Beyond the Handshake

Providing Insights into Job Search Strategies in the Life Sciences
April 11, 2017

It can look like a daunting task for students who already have classwork, projects, and presentations. Searching for an internship, co-op, or full-time work—especially full-time work—takes time, effort, and strategy. Getting started can sometimes be the most difficult thing, but it’s a huge step forward in an important process.

Jeffrey Letourneau, Steve Koppi

“Students often feel concerned about where to begin … and the CDC offers workshops, drop-in hours, scheduled appointments, online resources, and the latest technology to help students,” says Career Development Center executive director Steve Koppi.

At a recent CDC workshop, Job Search Strategies in the Life Sciences, attendees were offered insight into how to go about the job-search process with efficient tools, helpful resources, and a strategic mindset.

Handshake is the CDC’s software platform allowing employers across the country to search for WPI students and graduates. Students can register for events, schedule interviews, and post resumes on the network. Used in tandem with other job-search techniques, it is a helpful tool, says CDC peer advisor Jeffrey Letourneau ’17, who conducted the workshop. 

At the session, cover letters and letters of inquiry were also discussed; Letourneau showed students how to search online for career areas on which to focus. One student was interested in microbiology, for example.
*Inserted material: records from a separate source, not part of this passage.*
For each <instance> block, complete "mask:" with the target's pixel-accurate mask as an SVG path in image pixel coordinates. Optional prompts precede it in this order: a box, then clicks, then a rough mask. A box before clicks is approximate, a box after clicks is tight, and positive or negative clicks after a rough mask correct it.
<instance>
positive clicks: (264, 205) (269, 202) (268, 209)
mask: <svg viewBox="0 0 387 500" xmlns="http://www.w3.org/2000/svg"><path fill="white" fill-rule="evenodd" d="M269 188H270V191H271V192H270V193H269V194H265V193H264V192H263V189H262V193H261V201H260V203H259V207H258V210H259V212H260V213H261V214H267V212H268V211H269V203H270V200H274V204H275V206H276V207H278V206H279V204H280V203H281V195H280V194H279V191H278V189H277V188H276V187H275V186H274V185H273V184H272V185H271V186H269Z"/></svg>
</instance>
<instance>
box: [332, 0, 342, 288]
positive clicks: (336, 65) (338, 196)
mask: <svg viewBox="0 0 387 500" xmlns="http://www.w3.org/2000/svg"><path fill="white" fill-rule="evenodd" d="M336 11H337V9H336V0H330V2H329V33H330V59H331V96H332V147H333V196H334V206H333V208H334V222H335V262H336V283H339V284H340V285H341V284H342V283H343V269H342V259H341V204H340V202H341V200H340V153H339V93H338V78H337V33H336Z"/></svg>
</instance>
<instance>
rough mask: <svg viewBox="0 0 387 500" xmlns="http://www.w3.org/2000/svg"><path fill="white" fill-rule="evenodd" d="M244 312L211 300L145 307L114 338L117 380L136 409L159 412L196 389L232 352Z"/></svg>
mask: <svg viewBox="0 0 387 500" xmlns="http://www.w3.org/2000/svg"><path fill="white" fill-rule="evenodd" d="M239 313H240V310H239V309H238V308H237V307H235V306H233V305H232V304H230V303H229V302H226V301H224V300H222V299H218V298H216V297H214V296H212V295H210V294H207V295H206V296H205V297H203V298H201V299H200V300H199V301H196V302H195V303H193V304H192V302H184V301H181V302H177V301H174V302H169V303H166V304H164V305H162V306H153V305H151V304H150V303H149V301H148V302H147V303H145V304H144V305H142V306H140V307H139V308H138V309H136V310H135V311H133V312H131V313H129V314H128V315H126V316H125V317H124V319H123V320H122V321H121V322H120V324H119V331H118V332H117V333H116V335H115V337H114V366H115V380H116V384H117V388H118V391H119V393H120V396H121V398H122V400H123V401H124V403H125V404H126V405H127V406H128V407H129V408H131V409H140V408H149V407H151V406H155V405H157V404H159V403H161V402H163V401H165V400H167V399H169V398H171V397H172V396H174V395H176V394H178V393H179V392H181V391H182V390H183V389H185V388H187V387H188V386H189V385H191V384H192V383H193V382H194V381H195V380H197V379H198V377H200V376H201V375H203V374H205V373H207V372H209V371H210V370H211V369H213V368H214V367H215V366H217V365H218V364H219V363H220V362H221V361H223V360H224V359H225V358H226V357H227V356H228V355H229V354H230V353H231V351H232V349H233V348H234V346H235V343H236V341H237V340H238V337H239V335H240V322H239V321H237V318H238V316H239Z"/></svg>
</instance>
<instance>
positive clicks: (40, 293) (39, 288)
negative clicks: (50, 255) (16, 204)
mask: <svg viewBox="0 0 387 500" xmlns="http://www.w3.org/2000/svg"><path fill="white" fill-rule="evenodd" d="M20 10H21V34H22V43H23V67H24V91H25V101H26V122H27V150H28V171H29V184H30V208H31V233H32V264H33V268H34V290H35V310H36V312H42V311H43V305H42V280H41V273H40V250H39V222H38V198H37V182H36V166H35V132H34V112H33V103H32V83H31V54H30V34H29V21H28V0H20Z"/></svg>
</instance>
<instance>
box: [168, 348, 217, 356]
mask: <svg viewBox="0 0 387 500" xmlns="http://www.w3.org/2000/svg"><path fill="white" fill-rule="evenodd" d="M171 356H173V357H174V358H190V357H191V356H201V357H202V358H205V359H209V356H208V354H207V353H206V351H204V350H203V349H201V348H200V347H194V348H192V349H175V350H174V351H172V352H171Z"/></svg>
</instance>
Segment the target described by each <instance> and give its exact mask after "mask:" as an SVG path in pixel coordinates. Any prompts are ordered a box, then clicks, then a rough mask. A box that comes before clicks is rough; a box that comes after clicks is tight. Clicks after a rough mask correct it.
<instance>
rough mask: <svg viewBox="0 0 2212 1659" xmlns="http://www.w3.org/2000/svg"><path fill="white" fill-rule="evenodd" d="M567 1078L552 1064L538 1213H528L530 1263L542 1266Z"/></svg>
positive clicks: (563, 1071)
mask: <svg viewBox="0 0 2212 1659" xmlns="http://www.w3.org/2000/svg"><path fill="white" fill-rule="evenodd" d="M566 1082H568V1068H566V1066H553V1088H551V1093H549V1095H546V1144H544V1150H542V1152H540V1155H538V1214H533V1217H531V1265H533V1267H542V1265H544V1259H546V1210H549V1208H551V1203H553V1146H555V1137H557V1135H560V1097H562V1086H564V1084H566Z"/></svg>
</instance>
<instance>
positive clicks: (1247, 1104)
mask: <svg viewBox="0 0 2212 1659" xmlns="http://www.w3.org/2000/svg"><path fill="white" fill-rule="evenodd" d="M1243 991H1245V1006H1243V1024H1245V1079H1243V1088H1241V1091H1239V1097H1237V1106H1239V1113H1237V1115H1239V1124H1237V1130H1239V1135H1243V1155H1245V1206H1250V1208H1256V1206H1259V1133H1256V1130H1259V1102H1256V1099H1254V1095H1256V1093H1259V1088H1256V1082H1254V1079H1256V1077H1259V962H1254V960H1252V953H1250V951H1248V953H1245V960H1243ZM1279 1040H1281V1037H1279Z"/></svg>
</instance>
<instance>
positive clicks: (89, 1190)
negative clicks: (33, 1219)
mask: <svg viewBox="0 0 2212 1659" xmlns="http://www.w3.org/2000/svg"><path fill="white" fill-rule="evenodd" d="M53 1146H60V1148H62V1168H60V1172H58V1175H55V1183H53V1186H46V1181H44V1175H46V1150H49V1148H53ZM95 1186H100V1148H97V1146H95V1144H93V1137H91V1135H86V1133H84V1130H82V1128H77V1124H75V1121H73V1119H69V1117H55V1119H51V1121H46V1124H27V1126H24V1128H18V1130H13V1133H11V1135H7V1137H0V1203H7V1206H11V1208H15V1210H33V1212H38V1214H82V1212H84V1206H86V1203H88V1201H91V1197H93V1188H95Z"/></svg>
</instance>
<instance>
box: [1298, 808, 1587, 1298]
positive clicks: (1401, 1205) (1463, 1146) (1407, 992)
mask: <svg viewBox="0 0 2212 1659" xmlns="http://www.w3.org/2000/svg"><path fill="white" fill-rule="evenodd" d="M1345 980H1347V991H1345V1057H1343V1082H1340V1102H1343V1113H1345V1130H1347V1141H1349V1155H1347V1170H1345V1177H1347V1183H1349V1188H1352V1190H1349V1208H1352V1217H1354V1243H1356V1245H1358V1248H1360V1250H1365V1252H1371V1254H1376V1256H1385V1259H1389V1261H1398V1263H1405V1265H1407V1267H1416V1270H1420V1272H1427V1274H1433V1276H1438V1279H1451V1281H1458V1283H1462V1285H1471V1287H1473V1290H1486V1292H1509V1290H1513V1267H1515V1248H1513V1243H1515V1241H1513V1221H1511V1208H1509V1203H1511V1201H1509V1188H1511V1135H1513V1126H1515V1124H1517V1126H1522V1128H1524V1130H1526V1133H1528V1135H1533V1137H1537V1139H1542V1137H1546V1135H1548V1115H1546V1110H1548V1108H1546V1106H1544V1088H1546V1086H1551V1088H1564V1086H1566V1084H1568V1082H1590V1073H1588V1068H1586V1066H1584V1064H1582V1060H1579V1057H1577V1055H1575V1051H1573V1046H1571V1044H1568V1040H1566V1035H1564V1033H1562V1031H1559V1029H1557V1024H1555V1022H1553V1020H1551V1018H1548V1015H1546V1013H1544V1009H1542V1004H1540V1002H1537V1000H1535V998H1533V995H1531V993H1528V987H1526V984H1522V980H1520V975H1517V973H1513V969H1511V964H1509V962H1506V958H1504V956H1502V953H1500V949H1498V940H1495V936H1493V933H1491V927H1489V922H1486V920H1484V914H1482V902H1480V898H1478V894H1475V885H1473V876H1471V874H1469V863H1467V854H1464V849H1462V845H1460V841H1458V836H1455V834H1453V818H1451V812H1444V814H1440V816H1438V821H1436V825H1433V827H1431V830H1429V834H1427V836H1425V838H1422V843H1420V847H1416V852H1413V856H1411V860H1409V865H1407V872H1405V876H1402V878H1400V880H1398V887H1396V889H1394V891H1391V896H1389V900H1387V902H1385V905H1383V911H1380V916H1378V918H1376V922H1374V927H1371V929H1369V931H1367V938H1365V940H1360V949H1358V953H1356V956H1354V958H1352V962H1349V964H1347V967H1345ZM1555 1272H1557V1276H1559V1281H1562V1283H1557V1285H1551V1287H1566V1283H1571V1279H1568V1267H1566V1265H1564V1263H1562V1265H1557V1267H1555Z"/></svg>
A Google search showed hospitals and nonprofits that do microbiology, and Letourneau explained how to narrow those locations down to their desired geographic region.

This kind of targeted, planned search effort with support from the CDC and Handshake can help reduce anxiety levels, he says, and makes for more confident and informed job hunters.

Jeffrey Letourneau

Koppi and Letourneau suggested some ways students can conduct a productive job search and application process:

Cast a wide net. “Many students believe they should only apply for opportunities that precisely match their qualifications, but hiring is not an exact science,” says Koppi. "Job seekers can benefit by considering a broader scope of opportunities."

Research companies. “It’s important to do this as soon as possible, even if that company has no jobs available,” says Letourneau. "This effort will come in handy when positions do open up. Save job postings with companies you are interested in—even ones that have been filled—for future reference."

Practice time management. Koppi advises setting aside time each week to focus on a job search, and setting small goals. This way it doesn’t appear as a looming task, and job hunters are less likely to procrastinate.

Get out there. Letourneau, who originally came to WPI to study engineering, says the CDC helped shape his new idea of what he wanted to major in—biology and biotechnology. He recommends internships, and has taken on two during his time at WPI—at a huge corporation and at a smaller start-up: AbbVie in Worcester and Corbus Pharmaceuticals in Norwood.

Layer efforts. “Use a multi-faceted strategy," says Koppi. " including career fairs, networking, LinkedIn, and online applications, in addition to Handshake."

Stay organized. This can be a matter of personal preference, but may include bookmarking, a physical binder, or an Excel sheet. “Whatever works,” says Letourneau. "Setting goals and applying early enough is key."

Line up informational interviews. "They're a great way to get a firsthand account by someone in a field you're interested in," says Letourneau.

Koppi says Handshake is just one of myriad resources available to students at the center. Students can also make appointments for help or come in during CDC drop-in hours. This recent workshop was just one of many.

“The CDC offers over 150 workshops annually,” he says. “Many of our best workshops are customized for specific organizations or departments. Workshop requests can be made from our website, using TechSync."